6. No "level" based games (enough already).
7. No clutter (card's, tokens, roulette wheels, jenga towers etc..) at the table.  Space is at a premium in our group, Players just have dice, character sheets and a notepad.
8. The ability to die occaisionally (there are loads of games where no matter how idiotic the players actions the pc can't die) or sacrifice yourself for the greater good.
 
Of the current crop I know a little about and am interested in...
 
ICONS fails on 2,3,7.
BASH Unlimited Edition fails on 3,4.
Savage Worlds + Supers Companion fails on 2,3,4,7.
 
Unusually for a GM I don't  like or have the time for house ruling.
 
I don't own any of the books above so my opinions are only based on reviews and forum posts made by other people.
 
Apparently BASH UE will be getting a companion with a random character generator in it (this year?) so that would make BASH UE by default the closest to what I want at the moment.
 
No game I currently own has all these attributes either.

Any suggestions?  Is there a game I've missed?  

The style of campaign I'm planning to run is a gritty "Suicide Squad" analogue.  So it's lower powered(ish) villains vs. similar or more powerful heroes or armed and dangerous normals (usually military types).

There's also Bold & Brave.  Here's a review.

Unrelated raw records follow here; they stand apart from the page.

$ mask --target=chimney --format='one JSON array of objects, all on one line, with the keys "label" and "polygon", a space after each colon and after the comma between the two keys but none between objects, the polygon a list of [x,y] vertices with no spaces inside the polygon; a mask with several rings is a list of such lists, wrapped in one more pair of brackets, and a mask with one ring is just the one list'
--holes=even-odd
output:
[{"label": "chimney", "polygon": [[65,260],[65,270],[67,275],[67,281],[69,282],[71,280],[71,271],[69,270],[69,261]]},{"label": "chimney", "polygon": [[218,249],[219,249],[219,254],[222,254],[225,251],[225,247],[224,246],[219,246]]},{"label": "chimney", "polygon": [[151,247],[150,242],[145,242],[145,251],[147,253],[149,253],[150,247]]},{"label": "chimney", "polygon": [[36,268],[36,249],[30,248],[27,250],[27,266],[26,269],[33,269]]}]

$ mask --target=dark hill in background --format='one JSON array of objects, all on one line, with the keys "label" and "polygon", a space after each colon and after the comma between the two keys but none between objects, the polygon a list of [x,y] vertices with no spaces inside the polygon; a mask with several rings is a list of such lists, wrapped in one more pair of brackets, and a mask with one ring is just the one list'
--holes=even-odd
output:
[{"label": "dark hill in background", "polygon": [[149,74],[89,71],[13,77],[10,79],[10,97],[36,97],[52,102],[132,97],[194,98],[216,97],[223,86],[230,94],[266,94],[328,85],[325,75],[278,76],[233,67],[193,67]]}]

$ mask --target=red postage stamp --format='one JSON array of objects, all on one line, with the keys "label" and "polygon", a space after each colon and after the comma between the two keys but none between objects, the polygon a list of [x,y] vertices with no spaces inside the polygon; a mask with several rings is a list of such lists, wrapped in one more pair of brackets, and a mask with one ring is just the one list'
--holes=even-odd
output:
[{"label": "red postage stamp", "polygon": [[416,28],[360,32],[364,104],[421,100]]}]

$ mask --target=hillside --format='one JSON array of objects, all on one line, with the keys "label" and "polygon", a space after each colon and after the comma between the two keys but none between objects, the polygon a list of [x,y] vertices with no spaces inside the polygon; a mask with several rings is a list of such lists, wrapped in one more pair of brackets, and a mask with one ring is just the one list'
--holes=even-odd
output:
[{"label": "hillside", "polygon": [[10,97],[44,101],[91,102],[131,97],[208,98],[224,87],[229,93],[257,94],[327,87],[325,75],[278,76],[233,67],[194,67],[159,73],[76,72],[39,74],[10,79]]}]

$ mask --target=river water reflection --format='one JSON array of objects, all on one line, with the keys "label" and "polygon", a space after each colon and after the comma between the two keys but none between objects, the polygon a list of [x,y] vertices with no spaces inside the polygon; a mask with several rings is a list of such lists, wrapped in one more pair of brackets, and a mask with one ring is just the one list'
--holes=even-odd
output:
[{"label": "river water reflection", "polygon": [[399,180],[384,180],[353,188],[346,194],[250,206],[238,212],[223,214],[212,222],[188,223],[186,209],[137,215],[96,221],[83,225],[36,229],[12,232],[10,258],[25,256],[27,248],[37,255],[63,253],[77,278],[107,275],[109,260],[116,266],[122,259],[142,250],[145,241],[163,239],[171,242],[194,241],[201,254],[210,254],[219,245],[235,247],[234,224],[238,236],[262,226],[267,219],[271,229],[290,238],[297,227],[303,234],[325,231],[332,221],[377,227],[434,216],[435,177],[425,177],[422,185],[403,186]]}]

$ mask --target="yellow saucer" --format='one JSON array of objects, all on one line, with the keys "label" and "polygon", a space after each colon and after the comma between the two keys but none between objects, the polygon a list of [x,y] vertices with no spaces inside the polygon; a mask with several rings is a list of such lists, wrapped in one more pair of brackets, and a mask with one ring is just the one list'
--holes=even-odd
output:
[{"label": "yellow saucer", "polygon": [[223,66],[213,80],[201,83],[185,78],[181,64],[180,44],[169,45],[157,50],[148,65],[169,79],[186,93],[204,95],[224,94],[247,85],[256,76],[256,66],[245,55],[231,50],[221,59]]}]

http://www.therpgsite.com/showthread.php?t=17533

I haven't played it but it seems to hit all your bullets except maybe 5.  I'm very familiar with the core system and it does gritty and heroic equally well.

Pete
Small Niche Games
Also check the WWII: Operation WhiteBox Community on Google+

Simlasa

Quote from: EBM;388653Interesting...  how much Super's stuff is in the Basic book?  Isn't there a Supers book out for it already?  Can't remember the name.
There are a variety of 'powers' in the book... some guidelines for supers stuff, I could probably get by fine with just that... but I prefer street-level supers... ala The Avenger, The Shadow, The Spider and The Phantom.

The actual BRP supers game was Superworld... which was a boxed set and a later supplement... maybe some scenarios. It's all still available on Chaosium's site.
The City of Heroes stuff on BRP Central nearly amounts to a new supers supplement... though directed at a specific setting.
There's also the Agents of the Crown... which is a BRP setting with low-powered Victorian-era supers.